Tuesday, May 16, 2006

Viaduct Roundtable at Town Hall

After the OSS 2100 presentation at City Hall, our friends over at the People's Waterfront Coalition (not an endorsement, just that they are, in fact, friends) will be hosting an event at Town Hall. It starts at 7:30 and is just a short walk away from City Hall. We suggest you come and hear what these speakers have to say.

Here's the information from Cary over at PWC:

John Norquist, director of the Congress for the New Urbanism, and Scott Bernstein, president of the Center for Neighborhood Technology, are coming to Seattle May 22 and 23. Their two organizations are doing a national study of the economic and civic benefits of tearing down urban highways and replacing them with surface streets, and their study includes analysis of Seattle's viaduct removal / replacement situation. City Council is hosting a brown bag lunch discussion at noon on the 23rd, and the People's Waterfront Coalition and Transportation Choices Coalition are organizing an evening roundtable discussion with them at Town Hall the evening of May 22 7:30 to 9:00 pm.

David Brewster will moderate the roundtable discussion event. We've invited Anne Vernez Moudon from UW to be on the panel, and Denis Hayes from the Bullitt Foundation and Green Ribbon Commission. If they can't, we have some other great possible panelists to invite. The format is presentation by Scott and John, then moderated discussion, then questions from the audience.

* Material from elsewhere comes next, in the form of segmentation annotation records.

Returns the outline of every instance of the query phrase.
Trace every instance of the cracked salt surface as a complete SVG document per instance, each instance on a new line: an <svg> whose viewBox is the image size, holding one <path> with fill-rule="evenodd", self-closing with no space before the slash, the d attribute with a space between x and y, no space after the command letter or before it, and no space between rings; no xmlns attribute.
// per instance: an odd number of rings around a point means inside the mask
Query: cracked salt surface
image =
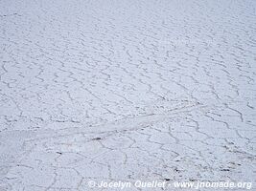
<svg viewBox="0 0 256 191"><path fill-rule="evenodd" d="M0 1L0 190L136 180L255 189L255 9Z"/></svg>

John and Scott give a great presentation about successful urban streets, mobility in cities, and make some very interesting arguments about how highways are a rural model that doesn't fit well with city grids. As the Mayor of Milwaukee, John led that city to remove a waterfront elevated highway, and they're now beginning to reap significant economic and civic benefits. Scott has been a hero in the world of preventing sprawl and offering smart alternatives to highways for decades. He was a co-founder of the Surface Transportation Policy Project, was on Clinton's President's Council for Sustainable Development, and is a board member for the Brookings Institute Center for Urban and Metropolitan Policy. They have already done economic and case study traffic analysis which is all turning out in favor of our Transit + Streets proposal (surprise!) and are ready to start sharing their knowledge.